Но что-то все-таки не давало мне покоя. Наверно, у каждого так бывает, когда подчас интуитивно чувствуешь приближение чего-то неожиданного. Но сколько я ни пытался разобраться в состоянии, овладевшем мной, ничего не получалось. Единственная проблема, как я доберусь домой. В зимние циклоны со снегопадами движение в городе останавливается на несколько дней. Но это не волновало меня, авось, доберусь.
Те, кому позарез необходимо, как-то умудряются приходить на работу и уходить домой, как бы ни заносило улицы кипящим снегом.
И вот в это самое время, когда я усиленно копался в себе, зазвонил телефон. Я вздрогнул. И почему-то вспомнил Авинову. Почему именно она пришла на ум, объяснить не сумею.
— Скажите, когда возвращается «Безымянный?» — услышал я ее голос, смиренный и просящий, врезавшийся в память с первого разговора.

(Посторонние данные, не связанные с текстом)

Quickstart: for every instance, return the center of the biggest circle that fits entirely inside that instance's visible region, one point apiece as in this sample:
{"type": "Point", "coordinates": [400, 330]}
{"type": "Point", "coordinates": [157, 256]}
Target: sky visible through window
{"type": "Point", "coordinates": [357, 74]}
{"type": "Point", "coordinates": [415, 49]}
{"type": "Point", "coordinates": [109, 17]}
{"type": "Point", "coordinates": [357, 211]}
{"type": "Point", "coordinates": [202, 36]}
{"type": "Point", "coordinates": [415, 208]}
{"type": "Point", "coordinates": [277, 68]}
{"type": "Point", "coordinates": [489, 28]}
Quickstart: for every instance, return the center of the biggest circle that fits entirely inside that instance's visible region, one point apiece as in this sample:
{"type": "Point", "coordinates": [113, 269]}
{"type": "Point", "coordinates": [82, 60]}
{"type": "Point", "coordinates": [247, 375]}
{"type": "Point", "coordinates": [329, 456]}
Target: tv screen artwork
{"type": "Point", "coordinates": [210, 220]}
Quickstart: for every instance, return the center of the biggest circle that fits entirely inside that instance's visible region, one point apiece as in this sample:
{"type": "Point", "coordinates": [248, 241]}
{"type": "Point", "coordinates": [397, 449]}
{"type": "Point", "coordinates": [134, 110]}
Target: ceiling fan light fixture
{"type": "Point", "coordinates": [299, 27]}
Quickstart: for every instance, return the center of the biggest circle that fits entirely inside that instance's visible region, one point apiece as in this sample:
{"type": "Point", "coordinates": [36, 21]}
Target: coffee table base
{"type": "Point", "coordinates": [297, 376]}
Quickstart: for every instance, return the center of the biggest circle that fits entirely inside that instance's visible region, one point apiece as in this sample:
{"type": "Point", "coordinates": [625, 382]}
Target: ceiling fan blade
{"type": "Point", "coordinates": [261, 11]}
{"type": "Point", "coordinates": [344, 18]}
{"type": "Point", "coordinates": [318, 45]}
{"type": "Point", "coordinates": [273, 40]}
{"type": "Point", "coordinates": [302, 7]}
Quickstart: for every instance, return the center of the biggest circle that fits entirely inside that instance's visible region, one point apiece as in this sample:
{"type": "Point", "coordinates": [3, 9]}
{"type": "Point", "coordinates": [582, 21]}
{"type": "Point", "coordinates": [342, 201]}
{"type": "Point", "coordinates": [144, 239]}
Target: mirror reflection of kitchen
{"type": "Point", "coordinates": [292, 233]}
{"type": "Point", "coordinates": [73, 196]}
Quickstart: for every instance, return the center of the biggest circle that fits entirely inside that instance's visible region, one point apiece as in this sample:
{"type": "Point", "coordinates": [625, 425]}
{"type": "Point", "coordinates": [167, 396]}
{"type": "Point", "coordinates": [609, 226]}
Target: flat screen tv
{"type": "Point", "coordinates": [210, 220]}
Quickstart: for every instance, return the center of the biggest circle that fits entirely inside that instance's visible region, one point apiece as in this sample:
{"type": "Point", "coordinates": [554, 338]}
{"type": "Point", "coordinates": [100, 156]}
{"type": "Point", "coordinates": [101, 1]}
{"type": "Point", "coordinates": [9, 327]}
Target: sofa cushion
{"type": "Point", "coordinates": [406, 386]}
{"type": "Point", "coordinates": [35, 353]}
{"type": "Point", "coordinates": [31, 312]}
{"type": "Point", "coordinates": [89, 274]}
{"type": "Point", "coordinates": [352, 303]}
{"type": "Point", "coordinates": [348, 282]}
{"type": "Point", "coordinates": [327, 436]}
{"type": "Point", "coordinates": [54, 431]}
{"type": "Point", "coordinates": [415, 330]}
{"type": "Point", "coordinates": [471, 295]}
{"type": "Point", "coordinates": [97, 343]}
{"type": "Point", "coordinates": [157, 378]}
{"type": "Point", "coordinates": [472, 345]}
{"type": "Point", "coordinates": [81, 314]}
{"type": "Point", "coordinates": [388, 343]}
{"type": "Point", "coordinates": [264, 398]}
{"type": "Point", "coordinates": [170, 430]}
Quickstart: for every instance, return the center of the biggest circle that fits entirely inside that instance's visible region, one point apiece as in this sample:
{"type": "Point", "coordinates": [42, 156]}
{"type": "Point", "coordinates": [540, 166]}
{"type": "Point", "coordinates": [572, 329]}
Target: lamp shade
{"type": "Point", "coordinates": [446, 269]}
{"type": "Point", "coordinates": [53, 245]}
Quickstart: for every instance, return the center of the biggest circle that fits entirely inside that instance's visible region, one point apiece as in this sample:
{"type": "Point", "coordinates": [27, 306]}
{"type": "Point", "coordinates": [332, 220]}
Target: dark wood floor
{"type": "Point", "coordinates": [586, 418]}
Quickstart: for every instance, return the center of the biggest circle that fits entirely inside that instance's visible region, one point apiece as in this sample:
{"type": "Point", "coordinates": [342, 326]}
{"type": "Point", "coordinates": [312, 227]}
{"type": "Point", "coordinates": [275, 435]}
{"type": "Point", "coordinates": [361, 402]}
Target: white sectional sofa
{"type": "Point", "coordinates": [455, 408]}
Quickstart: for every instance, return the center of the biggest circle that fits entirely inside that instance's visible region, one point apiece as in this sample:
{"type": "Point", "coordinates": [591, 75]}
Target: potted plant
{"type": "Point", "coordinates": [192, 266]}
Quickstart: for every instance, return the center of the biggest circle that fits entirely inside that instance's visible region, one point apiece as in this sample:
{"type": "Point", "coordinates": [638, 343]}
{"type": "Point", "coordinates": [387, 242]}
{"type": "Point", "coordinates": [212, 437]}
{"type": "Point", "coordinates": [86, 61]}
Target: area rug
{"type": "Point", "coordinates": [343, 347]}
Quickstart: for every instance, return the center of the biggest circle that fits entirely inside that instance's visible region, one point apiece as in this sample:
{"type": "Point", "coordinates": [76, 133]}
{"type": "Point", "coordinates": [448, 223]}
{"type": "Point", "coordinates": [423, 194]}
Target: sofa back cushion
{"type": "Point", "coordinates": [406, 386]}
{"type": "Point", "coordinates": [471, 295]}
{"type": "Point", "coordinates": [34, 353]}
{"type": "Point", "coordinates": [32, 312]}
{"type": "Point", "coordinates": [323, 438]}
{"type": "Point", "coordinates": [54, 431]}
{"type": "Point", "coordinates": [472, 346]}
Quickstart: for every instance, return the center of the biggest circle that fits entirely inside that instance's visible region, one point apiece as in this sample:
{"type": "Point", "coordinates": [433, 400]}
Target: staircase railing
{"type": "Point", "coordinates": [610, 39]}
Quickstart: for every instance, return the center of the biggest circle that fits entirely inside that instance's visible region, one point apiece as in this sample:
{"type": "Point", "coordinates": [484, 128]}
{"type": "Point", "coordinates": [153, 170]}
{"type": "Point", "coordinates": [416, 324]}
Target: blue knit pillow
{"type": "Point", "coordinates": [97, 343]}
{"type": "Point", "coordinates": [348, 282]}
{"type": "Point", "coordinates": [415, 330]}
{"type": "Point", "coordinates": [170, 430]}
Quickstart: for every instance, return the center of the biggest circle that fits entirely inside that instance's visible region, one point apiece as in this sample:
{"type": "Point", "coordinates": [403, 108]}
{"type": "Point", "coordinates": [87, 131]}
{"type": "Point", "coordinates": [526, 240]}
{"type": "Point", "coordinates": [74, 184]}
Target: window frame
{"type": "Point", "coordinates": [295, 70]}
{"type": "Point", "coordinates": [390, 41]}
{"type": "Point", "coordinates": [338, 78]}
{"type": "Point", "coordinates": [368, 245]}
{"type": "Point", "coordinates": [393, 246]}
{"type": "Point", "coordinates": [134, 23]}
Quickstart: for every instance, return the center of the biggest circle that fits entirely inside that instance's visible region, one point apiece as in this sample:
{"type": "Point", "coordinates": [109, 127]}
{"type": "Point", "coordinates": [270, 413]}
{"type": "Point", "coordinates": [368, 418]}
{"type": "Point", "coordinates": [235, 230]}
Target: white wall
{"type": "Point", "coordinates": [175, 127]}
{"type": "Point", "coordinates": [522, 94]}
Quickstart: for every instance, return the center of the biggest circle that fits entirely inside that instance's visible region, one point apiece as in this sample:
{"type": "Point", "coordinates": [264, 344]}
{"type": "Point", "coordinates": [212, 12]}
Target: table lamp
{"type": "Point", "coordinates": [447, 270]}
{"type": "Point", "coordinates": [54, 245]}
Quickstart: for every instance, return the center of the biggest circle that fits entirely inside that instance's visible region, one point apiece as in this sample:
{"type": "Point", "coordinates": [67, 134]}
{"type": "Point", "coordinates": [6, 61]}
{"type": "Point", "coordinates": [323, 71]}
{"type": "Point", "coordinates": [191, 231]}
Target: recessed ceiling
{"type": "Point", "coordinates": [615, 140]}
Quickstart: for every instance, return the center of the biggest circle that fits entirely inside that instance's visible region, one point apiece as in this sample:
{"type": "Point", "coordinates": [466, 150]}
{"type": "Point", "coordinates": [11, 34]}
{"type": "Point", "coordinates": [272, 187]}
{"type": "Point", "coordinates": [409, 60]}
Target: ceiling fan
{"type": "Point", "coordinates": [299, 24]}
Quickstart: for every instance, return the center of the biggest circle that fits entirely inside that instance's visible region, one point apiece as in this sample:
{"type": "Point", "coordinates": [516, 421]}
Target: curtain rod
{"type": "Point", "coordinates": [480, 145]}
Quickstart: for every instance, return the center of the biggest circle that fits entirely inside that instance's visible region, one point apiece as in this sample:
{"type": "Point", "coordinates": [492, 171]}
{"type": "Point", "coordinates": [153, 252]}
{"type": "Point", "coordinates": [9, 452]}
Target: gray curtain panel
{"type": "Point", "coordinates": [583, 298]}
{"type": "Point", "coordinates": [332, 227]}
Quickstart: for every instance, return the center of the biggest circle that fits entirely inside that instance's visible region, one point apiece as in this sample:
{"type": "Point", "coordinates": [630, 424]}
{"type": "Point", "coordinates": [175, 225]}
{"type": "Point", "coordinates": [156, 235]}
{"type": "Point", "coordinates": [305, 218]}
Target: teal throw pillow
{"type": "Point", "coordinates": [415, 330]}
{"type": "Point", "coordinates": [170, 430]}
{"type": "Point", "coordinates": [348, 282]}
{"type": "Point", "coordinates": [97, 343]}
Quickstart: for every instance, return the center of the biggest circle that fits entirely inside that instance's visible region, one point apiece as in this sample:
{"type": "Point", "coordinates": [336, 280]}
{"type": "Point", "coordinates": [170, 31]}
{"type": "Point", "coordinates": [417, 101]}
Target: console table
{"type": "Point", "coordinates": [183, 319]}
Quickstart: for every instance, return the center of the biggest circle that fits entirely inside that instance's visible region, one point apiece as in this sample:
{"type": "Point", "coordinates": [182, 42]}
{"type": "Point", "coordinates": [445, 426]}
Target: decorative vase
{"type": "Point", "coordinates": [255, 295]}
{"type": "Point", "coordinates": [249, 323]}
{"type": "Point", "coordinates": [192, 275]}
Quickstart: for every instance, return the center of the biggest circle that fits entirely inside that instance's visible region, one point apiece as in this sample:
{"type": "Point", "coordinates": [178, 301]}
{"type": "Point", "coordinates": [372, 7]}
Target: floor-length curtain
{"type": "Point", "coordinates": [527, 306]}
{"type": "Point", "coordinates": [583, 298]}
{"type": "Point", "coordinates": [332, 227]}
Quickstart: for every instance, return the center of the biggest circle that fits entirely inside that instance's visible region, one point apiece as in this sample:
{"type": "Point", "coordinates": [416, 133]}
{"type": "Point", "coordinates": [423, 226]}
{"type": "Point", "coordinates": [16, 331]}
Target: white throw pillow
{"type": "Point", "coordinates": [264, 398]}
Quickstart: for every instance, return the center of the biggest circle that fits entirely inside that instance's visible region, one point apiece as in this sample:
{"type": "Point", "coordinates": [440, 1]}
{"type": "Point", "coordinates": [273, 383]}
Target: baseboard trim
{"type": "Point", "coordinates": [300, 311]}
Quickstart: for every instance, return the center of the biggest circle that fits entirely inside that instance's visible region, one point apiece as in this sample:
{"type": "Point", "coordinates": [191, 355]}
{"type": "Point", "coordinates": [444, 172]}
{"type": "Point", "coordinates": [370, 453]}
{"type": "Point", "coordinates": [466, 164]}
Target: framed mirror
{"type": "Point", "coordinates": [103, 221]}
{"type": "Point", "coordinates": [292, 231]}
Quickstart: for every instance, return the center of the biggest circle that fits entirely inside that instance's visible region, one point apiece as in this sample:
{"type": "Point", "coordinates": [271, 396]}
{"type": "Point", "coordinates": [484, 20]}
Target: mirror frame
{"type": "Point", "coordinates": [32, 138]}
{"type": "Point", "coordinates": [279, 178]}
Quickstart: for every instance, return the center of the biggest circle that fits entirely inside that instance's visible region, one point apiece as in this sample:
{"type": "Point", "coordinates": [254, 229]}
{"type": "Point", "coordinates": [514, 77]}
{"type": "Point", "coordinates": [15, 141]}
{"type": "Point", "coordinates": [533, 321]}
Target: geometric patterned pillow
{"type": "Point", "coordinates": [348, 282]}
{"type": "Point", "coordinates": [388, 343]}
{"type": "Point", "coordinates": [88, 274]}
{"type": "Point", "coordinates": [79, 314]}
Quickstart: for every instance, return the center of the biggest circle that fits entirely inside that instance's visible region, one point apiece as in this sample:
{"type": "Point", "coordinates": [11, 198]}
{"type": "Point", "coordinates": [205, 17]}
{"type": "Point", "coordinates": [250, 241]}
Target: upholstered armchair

— Здравствуйте, Авинова, — сказал я. — Ну вот и опять ничего утешительного не могу сообщить… — я перевел дух. — А как вы поживаете?
— Жду Павлика, — оживилась она, довольная, видимо, что я узнал ее. — А я вас тоже узнала. У вас добрый голос, и вы не обманете меня.
Я вздохнул. Милая, несчастная женщина, так ждущая своего Павлика.
— Скажите, — спросил я, — а как часто вы звоните сюда?
— Это погода, ветер… От них раскалывается голова, и странно, я все забываю. Только одно помню: Павлик должен прийти…
— А как работа?
— В пургу можно не ходить. Я ведь бухгалтер. Ничего не случится с моими бумажками…
Она устала от одиночества и, уловив в моем голосе сочувственные нотки, захотела выговориться.
— Обо мне заботятся. Чуть намек на циклон, наши женщины отправляют меня домой. Если спешная работа, за меня делают. Такие внимательные… А знаете, сегодня сам Иван Иваныч дал свою машину, чтоб меня отвезти. Я отказывалась. Но он сказал, что вдруг меня дома ждут. Он такой добрый и понимающий…
Я закусил губу и судорожно глотнул. Что-то поднялось в горле и сдавило так, что не продохнуть.